TRANSCRIPCIÓN Y TRADUCCIÓN

TRANSCRIPCIÓN

1. GENES Y PROTEÍNAS

Los genes están formados por ADN
Existe un mecanismo que permite a los genes expresar su información en forma de proteínas.

Un gen es un fragmento de ADN que contiene la información necesaria para sintetizar una cadena peptídica: la información fluye del ADN al ARNm y a la proteína.

2. LA EXPRESIÓN DE LOS GENES
La expresión genética consiste en el paso de ADN a proteína. Transcurre en dos etapas sucesivas:
  •  A.Transcripción: Una cadena del ADN de un gen actúa como molde para la síntesis de ARN complementario. No todo el ADN se expresa. Sólo los genes con información para fabricar una cadena peptídica serán transcritos a ARNm y traducidos a proteínas.
  • B.Traducción: La información contenida en el AR
    Nm transcrito será traducido a una cadena peptídica por los ribosomas, según el código genético, que relaciona la secuencia de bases del ARNm con la secuencia de aa de la proteína.
3. TRANSCRIPCIÓN EN EUCARIOTAS
Es la primera fase de la expresión génica y consiste en transferir la información contenida en el ADN hasta el ARN.

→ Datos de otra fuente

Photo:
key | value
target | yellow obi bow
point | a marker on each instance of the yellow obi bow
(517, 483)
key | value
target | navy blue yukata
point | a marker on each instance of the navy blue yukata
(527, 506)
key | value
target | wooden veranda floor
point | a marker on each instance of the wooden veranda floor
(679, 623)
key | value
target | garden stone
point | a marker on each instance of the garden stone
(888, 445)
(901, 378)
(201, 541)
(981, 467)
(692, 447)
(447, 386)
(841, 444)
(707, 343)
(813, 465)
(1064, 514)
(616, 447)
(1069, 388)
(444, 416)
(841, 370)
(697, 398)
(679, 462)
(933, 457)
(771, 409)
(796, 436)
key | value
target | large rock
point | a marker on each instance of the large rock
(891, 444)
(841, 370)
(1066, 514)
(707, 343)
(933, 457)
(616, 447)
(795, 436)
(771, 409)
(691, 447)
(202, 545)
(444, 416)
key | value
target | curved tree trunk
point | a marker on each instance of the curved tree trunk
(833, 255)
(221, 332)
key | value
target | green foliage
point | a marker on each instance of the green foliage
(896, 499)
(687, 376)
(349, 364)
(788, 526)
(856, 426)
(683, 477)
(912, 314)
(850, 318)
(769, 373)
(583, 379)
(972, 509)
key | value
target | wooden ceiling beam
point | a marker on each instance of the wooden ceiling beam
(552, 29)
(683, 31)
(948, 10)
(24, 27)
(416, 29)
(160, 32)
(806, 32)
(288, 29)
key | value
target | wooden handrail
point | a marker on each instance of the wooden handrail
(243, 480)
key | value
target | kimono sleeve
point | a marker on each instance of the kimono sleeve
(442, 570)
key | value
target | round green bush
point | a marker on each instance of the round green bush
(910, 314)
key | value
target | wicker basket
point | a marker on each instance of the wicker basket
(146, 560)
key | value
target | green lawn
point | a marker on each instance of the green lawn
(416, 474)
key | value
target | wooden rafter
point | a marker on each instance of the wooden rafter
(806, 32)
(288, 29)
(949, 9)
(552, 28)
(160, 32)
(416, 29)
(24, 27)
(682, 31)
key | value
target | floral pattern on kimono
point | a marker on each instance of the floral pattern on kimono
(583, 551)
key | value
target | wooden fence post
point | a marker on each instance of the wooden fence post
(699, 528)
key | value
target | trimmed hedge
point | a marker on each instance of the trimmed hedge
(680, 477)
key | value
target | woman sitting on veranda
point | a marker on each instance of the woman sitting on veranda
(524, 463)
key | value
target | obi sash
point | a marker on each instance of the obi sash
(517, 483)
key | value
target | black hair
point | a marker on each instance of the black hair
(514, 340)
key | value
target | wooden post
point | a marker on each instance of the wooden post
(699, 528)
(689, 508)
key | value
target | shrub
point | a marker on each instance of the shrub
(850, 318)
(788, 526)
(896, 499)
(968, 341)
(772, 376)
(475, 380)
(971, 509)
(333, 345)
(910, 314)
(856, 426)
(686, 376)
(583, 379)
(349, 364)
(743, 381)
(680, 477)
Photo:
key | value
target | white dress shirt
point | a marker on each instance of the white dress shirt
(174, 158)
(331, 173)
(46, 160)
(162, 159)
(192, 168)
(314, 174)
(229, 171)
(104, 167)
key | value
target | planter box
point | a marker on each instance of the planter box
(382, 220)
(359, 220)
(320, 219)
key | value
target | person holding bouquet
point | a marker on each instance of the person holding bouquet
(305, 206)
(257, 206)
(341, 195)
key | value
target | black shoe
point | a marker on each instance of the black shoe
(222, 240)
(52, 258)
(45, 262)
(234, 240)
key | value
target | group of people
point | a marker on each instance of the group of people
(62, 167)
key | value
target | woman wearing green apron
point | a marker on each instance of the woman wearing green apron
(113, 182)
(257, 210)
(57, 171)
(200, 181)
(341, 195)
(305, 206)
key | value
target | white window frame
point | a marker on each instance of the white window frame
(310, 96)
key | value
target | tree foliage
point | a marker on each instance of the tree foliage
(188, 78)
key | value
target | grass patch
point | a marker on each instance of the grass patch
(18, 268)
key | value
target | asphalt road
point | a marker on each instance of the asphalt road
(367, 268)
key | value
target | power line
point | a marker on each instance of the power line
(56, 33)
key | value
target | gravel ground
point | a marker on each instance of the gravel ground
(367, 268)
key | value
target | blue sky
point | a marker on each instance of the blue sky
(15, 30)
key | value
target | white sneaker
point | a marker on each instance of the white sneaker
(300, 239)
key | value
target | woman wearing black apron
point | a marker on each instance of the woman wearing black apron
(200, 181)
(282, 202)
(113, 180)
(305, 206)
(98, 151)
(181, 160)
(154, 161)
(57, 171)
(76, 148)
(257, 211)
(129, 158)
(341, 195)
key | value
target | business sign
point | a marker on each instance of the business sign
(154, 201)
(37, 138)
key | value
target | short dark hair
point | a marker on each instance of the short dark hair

En eucariotas, todos los ARN se sintetizan en el núcleo para salir al citoplasma por los poros nucleares, unirse a los ribosomas y contribuir a la traducción. Además, mitocondrias y cloroplastos, también realizan transcripción y traducción.

La mayor parte de la transcripción consiste en la síntesis de moléculas de ARNm.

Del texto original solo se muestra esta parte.